He has structures and processes based on detail and sequences in play, but he will focus on the opposition to find out everything he can about them as well as knowing his own team’s strengths inside out. He then, using those strengths, has multiple ways of playing within his structure to target those weak points and will customise a game to exploit these accordingly.
This in itself is commonplace among rugby coaches. Analysis and video footage/GPS data is rife within teams. However, something Rory Best said at the end of the England game, is very telling.
“We just had to make sure we made every moment count, every single moment, build the moments on top of each other and try to build as close to a perfect 80 minutes as we could,” he said.
Sun Tzu said, “Opportunities multiply as they are seized”. In other words, moments taken lead to more moments. This is something that I’ve coached since I started coaching. When you have them under pressure, the best thing to do is to hit them before they’re prepared again.
You make the most of a break. It leads to more opportunity.
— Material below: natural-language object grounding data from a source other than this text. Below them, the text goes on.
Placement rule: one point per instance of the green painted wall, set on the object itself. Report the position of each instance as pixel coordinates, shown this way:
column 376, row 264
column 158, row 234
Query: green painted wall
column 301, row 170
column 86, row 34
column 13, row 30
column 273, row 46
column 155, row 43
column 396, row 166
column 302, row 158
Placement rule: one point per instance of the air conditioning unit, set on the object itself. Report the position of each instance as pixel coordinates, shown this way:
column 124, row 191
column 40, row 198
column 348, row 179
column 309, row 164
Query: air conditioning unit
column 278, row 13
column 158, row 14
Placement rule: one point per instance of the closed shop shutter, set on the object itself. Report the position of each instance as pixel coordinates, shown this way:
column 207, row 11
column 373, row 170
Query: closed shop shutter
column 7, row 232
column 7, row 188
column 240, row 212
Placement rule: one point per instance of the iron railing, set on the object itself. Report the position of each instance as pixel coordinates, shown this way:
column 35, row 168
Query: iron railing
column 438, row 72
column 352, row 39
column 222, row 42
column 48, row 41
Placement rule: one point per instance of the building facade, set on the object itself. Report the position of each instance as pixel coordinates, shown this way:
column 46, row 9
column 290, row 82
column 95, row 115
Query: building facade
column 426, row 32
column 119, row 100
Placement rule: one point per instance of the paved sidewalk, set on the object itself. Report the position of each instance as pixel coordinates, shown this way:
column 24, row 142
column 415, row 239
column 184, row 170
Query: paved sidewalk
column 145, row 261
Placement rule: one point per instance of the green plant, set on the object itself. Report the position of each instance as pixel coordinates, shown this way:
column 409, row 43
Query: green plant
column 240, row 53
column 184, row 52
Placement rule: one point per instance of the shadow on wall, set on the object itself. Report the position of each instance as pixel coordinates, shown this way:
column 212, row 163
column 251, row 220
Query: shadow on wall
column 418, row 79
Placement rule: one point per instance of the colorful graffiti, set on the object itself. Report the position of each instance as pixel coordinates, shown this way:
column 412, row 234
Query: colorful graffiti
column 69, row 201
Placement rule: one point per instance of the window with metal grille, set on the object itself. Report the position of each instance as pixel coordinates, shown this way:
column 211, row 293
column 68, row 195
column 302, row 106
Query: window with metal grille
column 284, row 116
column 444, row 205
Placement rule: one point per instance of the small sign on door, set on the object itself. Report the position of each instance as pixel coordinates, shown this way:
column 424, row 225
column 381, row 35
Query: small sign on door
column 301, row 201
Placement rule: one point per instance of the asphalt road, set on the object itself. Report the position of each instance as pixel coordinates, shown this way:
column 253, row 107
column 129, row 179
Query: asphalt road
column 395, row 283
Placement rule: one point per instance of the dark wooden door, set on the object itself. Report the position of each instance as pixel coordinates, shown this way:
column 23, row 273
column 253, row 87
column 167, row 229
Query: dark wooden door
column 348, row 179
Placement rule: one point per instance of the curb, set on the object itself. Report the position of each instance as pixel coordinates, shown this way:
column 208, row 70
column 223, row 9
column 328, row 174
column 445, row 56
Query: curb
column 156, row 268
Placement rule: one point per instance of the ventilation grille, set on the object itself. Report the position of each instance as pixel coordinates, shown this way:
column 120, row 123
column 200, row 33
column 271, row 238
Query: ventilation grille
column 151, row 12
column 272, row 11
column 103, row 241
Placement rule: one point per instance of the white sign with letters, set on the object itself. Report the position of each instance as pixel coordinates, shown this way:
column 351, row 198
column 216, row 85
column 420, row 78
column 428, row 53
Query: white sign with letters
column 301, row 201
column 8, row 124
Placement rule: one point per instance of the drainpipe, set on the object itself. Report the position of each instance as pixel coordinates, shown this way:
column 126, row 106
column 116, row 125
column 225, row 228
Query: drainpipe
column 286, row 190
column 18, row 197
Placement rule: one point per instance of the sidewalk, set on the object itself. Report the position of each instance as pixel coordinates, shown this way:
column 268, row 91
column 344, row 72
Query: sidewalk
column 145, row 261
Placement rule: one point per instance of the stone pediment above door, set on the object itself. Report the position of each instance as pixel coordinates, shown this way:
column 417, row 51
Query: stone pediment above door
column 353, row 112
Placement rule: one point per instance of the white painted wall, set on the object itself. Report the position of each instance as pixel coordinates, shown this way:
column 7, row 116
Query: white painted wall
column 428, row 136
You make the most of that opportunity, it leads to more. With speed and accuracy the principle can make a team near unstoppable. When you think of Ireland and their ball retention policy, how hard it is to get the ball back off them? How else would you describe them?
This principle is something that we saw in 2016 when Ireland beat the All Blacks and then said Irish Influence on the Lions tour.
This is not an analysis piece on the All Black weaknesses. Those will come later, but this emphasises my point and the principle behind this statement under Schmidt.
Here are two All Black weaknesses in defence (out of five) that I have identified.
The All Black defence has a gap in-between its shoot and drift portion that is exploitable to the flat pass.
With the flat pass from Jonathan Sexton and the screen option behind, Sexton commits the last man of the three man shoot portion extending the gap, with the screen option keeping the drift wary and creating space for the strike runner.
A try was scored on the next phase from attacking the fringes on this break. Another All Black weakness.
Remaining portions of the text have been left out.